The Caveats Maya Doesn't Skip
Maya is a careful researcher. She presents three critical caveats:
1. Causation. "This is observational data. We observed that communities with lower uninsured rates have lower ER visit rates. We did not randomly assign insurance coverage. There could be unmeasured confounders — community wealth, healthcare infrastructure, cultural factors — that we haven't captured. These estimates assume the relationships are causal, but they might not be."

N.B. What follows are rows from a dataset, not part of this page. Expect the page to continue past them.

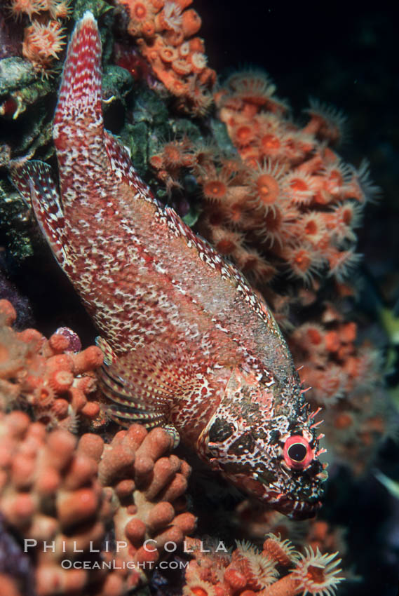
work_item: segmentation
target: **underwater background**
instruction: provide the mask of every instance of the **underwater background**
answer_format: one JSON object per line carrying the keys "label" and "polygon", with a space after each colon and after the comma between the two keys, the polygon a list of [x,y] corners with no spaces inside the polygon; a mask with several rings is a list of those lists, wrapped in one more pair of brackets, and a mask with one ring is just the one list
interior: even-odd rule
{"label": "underwater background", "polygon": [[[368,160],[370,177],[363,177],[363,190],[375,195],[375,198],[366,201],[361,224],[352,229],[354,236],[349,235],[345,238],[348,245],[340,248],[351,250],[356,245],[356,253],[363,255],[349,276],[342,273],[342,277],[339,274],[332,278],[317,271],[314,278],[318,281],[314,285],[313,276],[309,284],[306,276],[287,275],[280,259],[288,262],[288,257],[273,252],[272,243],[272,248],[268,245],[259,249],[257,240],[254,240],[245,227],[239,231],[247,235],[245,250],[250,245],[253,251],[262,252],[264,248],[262,258],[267,260],[269,266],[276,268],[278,274],[273,277],[265,267],[264,271],[267,271],[269,277],[267,283],[264,283],[262,280],[259,281],[257,273],[251,273],[250,268],[245,271],[243,265],[242,269],[271,303],[278,321],[289,337],[290,347],[298,365],[305,365],[308,360],[316,363],[312,370],[313,373],[317,370],[318,374],[334,365],[332,370],[337,376],[339,367],[349,370],[349,358],[360,359],[366,352],[372,352],[373,356],[368,360],[366,358],[368,364],[353,374],[351,390],[349,385],[343,387],[342,381],[339,391],[332,393],[330,402],[322,395],[327,377],[321,373],[317,377],[320,386],[314,380],[313,383],[308,380],[308,384],[313,387],[313,394],[309,393],[312,407],[316,409],[320,405],[323,408],[321,417],[325,419],[325,424],[320,431],[326,433],[329,442],[326,461],[330,478],[323,506],[318,516],[318,525],[316,522],[311,526],[307,522],[287,522],[280,517],[276,519],[264,515],[257,506],[244,500],[238,491],[216,475],[212,475],[195,456],[180,445],[176,452],[178,457],[187,460],[194,470],[187,489],[187,503],[182,506],[182,511],[191,512],[198,517],[196,529],[187,531],[190,536],[223,540],[233,548],[235,540],[248,540],[262,550],[264,535],[272,531],[292,541],[298,549],[312,546],[315,550],[320,548],[322,553],[338,550],[343,560],[339,567],[344,570],[342,575],[347,578],[337,586],[338,595],[396,596],[399,591],[398,13],[383,7],[374,10],[363,8],[360,11],[354,6],[344,4],[328,7],[276,4],[194,0],[190,8],[201,16],[202,24],[198,34],[205,42],[207,66],[216,72],[220,81],[219,87],[212,87],[210,74],[204,83],[204,95],[208,97],[208,94],[216,93],[224,86],[226,89],[226,81],[236,72],[257,72],[260,69],[269,74],[276,85],[278,98],[287,100],[290,106],[288,115],[282,116],[278,109],[273,112],[279,114],[284,126],[288,126],[288,122],[293,122],[298,127],[307,126],[309,116],[303,110],[309,105],[309,97],[317,99],[319,107],[332,105],[341,111],[346,117],[344,122],[338,116],[344,131],[342,142],[334,144],[334,142],[331,146],[343,162],[357,168],[359,179],[362,161],[365,158]],[[15,20],[10,15],[6,5],[9,6],[8,3],[3,2],[0,7],[2,60],[22,56],[24,27],[29,26],[26,15],[22,20]],[[220,114],[222,98],[215,100],[216,105],[210,102],[203,109],[191,100],[184,105],[174,101],[171,89],[170,95],[165,93],[158,82],[159,75],[154,75],[151,66],[137,55],[131,39],[134,40],[134,36],[129,37],[126,34],[129,20],[126,13],[121,12],[120,6],[114,13],[114,7],[118,8],[118,5],[116,1],[71,2],[71,11],[60,20],[65,27],[65,35],[69,35],[75,20],[75,12],[72,9],[76,11],[76,20],[86,8],[95,8],[100,13],[103,43],[105,40],[104,62],[107,65],[119,65],[125,72],[129,72],[126,75],[121,72],[109,72],[107,96],[114,94],[117,99],[109,108],[104,108],[106,127],[121,135],[126,144],[130,144],[135,166],[157,196],[172,205],[196,232],[217,245],[220,238],[215,235],[206,219],[215,215],[212,210],[215,203],[205,195],[209,180],[201,168],[196,170],[192,163],[187,168],[183,166],[182,171],[177,172],[175,166],[168,169],[165,147],[168,149],[170,144],[171,149],[175,143],[183,152],[194,155],[196,147],[201,144],[205,154],[206,144],[212,139],[225,151],[229,148],[233,150],[236,131],[229,131],[231,141],[228,142],[224,129],[222,131],[219,128],[222,121],[227,124]],[[106,30],[107,34],[104,32]],[[56,53],[60,61],[64,60],[65,50],[64,45]],[[48,68],[56,68],[58,62],[55,60]],[[15,68],[15,65],[11,66]],[[0,62],[0,299],[13,304],[18,315],[15,329],[18,331],[35,327],[50,337],[57,329],[68,327],[79,335],[81,346],[86,348],[93,344],[95,330],[72,286],[41,238],[33,218],[27,215],[26,208],[8,178],[10,165],[15,165],[22,156],[48,161],[55,167],[50,129],[59,72],[48,79],[43,77],[43,68],[47,67],[47,64],[44,67],[42,65],[34,74],[27,70],[13,87],[14,83],[11,84],[10,81],[13,75]],[[163,84],[168,87],[165,81]],[[24,109],[20,114],[17,113],[18,93],[27,88],[30,91],[29,95],[22,93]],[[234,95],[231,89],[227,93]],[[140,97],[143,97],[145,100],[142,102]],[[181,96],[176,95],[175,99],[176,97]],[[228,109],[233,109],[231,106]],[[325,112],[325,108],[323,109]],[[337,119],[337,111],[328,112],[327,109],[327,113]],[[184,134],[188,135],[190,142],[182,149],[179,143]],[[312,134],[320,146],[323,142],[325,144],[323,147],[328,144],[327,140],[321,138],[320,130]],[[132,140],[135,135],[142,135],[136,144]],[[238,141],[236,146],[241,147]],[[151,161],[154,156],[163,159],[162,168],[154,167],[156,159]],[[205,155],[202,167],[214,157]],[[158,175],[164,170],[165,176]],[[267,175],[270,174],[269,170]],[[170,183],[169,187],[168,182]],[[381,191],[377,192],[374,185]],[[238,186],[244,186],[241,180],[236,183],[236,187]],[[353,203],[353,197],[350,198]],[[337,203],[344,200],[337,199]],[[320,204],[317,203],[315,209],[325,212]],[[309,212],[306,211],[306,215]],[[230,232],[236,228],[226,226],[226,229]],[[234,257],[233,251],[225,254],[238,262],[240,266],[239,259]],[[336,283],[337,287],[334,286]],[[298,301],[299,294],[302,297]],[[279,298],[286,296],[289,297],[287,300],[279,302]],[[356,337],[353,337],[353,327],[346,326],[350,322],[356,323]],[[323,330],[325,337],[328,334],[329,341],[341,342],[341,348],[346,346],[346,351],[343,350],[339,355],[338,348],[334,348],[335,351],[332,348],[328,355],[320,356],[315,346],[306,344],[304,339],[304,331],[307,330],[309,334],[309,328],[312,337],[316,331],[321,332]],[[347,337],[343,339],[346,334]],[[5,335],[0,337],[1,346],[16,341]],[[81,347],[69,346],[69,349],[78,351]],[[366,352],[362,352],[363,349]],[[81,374],[90,375],[95,367],[86,365]],[[359,381],[356,386],[356,379],[362,376],[365,383],[362,385]],[[316,379],[315,374],[313,377]],[[0,368],[0,379],[8,381],[10,378],[7,370]],[[13,377],[12,383],[15,383]],[[31,402],[27,408],[21,405],[21,395],[11,399],[9,387],[1,385],[0,391],[6,412],[22,409],[27,411],[32,419],[41,420],[51,428],[57,426],[57,416],[55,422],[54,419],[49,421],[43,410],[35,409]],[[23,397],[27,392],[22,393]],[[101,401],[99,398],[95,399]],[[339,424],[344,424],[344,419],[351,419],[353,426],[341,426],[339,432],[334,433],[334,428],[338,428],[338,422],[334,421],[338,420],[339,415]],[[374,426],[370,422],[372,419]],[[106,443],[111,439],[108,423],[97,419],[95,412],[91,418],[88,416],[83,422],[75,421],[74,424],[69,430],[78,436],[94,431]],[[330,429],[330,438],[325,426]],[[1,432],[6,434],[4,428]],[[7,503],[5,501],[3,503],[7,512]],[[23,532],[15,529],[7,519],[6,513],[3,522],[0,571],[17,578],[15,589],[20,592],[15,593],[34,594],[30,579],[34,562],[20,551]],[[173,556],[176,560],[179,557],[189,558],[182,553]],[[184,593],[211,596],[213,592],[209,588],[207,595],[206,581],[203,581],[203,585],[198,583],[196,592],[189,591],[189,588],[186,586]],[[157,571],[149,578],[147,585],[137,584],[137,590],[141,590],[140,593],[172,596],[183,593],[184,583],[184,573],[163,574]],[[259,591],[256,585],[245,589],[248,592]],[[268,588],[262,589],[267,596]],[[57,593],[81,592],[66,590]],[[81,593],[102,592],[85,587]],[[243,590],[237,588],[234,593],[243,594]]]}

2. Multicollinearity. "The VIF values for poverty and uninsured percentage are above 7. This means the exact split between their effects is uncertain. I'm confident that both matter, but the precise coefficients could shift with different data."
3. Ecological fallacy. "We're analyzing community-level data — averages across entire communities. What's true at the community level may not apply to individuals. A community with 20% poverty has a higher ER rate than one with 10% poverty, but we can't conclude that any individual's poverty status predicts their ER usage. Individual-level data would be needed for that."
Discussion Questions
-
Maya's simple regression attributed 11.38 ER visits per poverty percentage point, while the multiple regression attributed only 5.81. Which number should the health board use for planning? Why?
-
The uninsured percentage was borderline significant ($p = 0.057$). Should Maya include it in her final model? What are the arguments for and against?
-
A board member says: "Why not just include every variable we can find — school quality, hospital proximity, demographics — and let the regression sort it out?" What would you tell them?
-
If the board wanted to prove that expanding insurance coverage reduces ER visits, what study design would you recommend? Why can't Maya's regression provide that proof?
-
How does this analysis illustrate the chapter's threshold concept of "holding other variables constant"? Where specifically did this concept change the conclusions?